I wasn’t surprised when I came back from my end-of-the-year meeting with my principal, and found my students, as per usual, had gone wild in my absence. My few troublemakers never miss an opportunity to, you know, make trouble the second I’m out of the classroom. Still, I was surprised to find the teacher who had been covering me so upset and emotional.
“I have watched Mr. Brosbe teach you about respect all year and he makes time every week to teach you about respect, and I feel very disrespected right now,” she said.
And that sums up the problem pretty nicely. Despite devoting numerous lessons this year to respect as part of what I call “The Peacemaker’s Program,” many of my students still show no signs of truly grasping the concept of respect for others. In addition, my school unveiled a initiative called Respect for All, part of a city anti-bullying campaign. This is on top of the existing anti-bullying efforts my school had in place.
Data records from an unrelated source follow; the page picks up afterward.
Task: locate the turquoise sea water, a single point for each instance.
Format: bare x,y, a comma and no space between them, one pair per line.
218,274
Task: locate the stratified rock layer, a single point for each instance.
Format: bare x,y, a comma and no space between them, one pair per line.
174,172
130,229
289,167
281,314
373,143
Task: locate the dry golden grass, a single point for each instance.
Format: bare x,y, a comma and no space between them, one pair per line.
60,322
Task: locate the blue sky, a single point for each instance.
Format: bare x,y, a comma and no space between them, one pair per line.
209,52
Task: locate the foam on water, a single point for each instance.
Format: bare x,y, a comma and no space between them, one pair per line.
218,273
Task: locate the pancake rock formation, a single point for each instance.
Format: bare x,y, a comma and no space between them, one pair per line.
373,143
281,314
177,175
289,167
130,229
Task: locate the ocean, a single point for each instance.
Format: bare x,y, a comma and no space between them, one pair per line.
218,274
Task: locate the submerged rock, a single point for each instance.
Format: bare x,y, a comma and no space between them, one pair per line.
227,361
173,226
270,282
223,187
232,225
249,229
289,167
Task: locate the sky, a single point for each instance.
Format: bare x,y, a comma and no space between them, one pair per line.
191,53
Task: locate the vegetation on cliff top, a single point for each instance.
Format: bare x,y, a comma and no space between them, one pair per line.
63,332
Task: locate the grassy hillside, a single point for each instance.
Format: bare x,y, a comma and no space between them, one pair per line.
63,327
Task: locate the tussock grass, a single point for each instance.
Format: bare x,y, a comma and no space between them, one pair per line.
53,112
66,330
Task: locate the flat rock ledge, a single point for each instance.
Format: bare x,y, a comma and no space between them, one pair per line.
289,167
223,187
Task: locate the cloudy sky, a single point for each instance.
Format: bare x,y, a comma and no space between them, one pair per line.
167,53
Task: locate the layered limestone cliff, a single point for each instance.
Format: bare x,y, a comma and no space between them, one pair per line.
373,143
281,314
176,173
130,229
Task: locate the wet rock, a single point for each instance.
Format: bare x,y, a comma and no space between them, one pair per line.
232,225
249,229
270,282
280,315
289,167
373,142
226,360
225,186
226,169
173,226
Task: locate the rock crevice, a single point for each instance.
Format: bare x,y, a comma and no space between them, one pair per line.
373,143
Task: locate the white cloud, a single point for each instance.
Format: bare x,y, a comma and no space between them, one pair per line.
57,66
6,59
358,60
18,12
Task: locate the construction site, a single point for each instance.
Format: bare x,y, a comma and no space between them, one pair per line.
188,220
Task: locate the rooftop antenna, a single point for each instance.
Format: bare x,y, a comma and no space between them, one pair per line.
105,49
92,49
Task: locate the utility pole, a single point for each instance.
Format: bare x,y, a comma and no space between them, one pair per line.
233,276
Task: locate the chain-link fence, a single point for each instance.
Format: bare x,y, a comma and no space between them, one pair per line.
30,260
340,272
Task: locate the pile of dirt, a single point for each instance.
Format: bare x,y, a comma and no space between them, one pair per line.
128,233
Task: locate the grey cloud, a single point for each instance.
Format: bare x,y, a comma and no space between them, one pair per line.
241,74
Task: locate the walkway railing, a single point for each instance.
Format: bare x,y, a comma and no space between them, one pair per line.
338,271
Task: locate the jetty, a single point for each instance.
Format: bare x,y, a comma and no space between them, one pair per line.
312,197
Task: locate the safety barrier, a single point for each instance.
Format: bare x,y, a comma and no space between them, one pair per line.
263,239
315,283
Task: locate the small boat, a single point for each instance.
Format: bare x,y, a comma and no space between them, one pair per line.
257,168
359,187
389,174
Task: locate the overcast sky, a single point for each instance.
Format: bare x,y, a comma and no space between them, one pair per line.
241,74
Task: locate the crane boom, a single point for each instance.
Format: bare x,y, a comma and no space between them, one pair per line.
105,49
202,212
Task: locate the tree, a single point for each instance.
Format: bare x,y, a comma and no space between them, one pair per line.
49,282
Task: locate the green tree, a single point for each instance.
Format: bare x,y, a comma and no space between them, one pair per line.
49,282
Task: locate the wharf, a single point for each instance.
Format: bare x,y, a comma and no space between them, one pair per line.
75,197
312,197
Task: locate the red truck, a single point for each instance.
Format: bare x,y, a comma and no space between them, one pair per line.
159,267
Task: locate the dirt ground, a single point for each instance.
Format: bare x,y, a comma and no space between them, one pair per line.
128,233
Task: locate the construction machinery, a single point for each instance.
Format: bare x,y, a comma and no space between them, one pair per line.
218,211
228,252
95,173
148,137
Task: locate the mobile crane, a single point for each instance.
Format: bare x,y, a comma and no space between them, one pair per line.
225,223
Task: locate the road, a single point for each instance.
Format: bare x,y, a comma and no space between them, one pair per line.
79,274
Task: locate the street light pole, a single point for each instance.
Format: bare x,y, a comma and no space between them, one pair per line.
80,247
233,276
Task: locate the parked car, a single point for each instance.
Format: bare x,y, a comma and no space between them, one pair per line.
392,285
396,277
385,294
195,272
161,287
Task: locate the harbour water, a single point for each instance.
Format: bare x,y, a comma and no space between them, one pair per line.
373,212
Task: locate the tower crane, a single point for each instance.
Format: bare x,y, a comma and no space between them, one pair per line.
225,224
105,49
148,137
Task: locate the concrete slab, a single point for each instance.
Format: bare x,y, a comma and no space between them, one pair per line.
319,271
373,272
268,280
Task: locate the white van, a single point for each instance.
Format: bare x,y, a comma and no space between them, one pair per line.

So, suffice it to say, my students have had a few opportunities to learn about respect, talk about respect, and roleplay respectful behavior. Nonetheless, problems with respect persist. There are times when students don’t respect property. There are times they don’t respect each other. And there are times they don’t respect teachers. Is teaching respect an impossible task?
I would like to think it isn’t. I’ve always thought that respect, just like arithmetic or writing, needs to be taught explicitly. The key, I believed, was getting my students to understand the concept of the Golden Rule. Since children are inherently self-centered (I don’t mean this as a judgment, but rather that young kids don’t instinctively think about others views or feelings), I thought if they could just make a connection between their own feelings and the feelings of others, then they might just act more respectful toward others.
What’s puzzling and frustrating, is how articulately the students can explain why certain actions or words are hurtful, but then they continue the same behaviors. I’m wondering why. Is this behavior just a part of “kids being kids”? Is it just a few kids whose behavior overshadows a general culture of respect? In the case of other teachers, is it a lack of classroom management? Is it a lack of character education at home?
While some or all of these theories may be true, I still believe that character education is an important part of what a school and a teacher should be responsible for. Unfortunately, it’s difficult to find the time and energy to really teach it, model it, and reinforce it, rather than just lecture on it in response to the most recent incident. From what I saw last week, and many times before, if we want kids to really understand and exhibit respect, rather than just explain it, finding that time may not be a choice.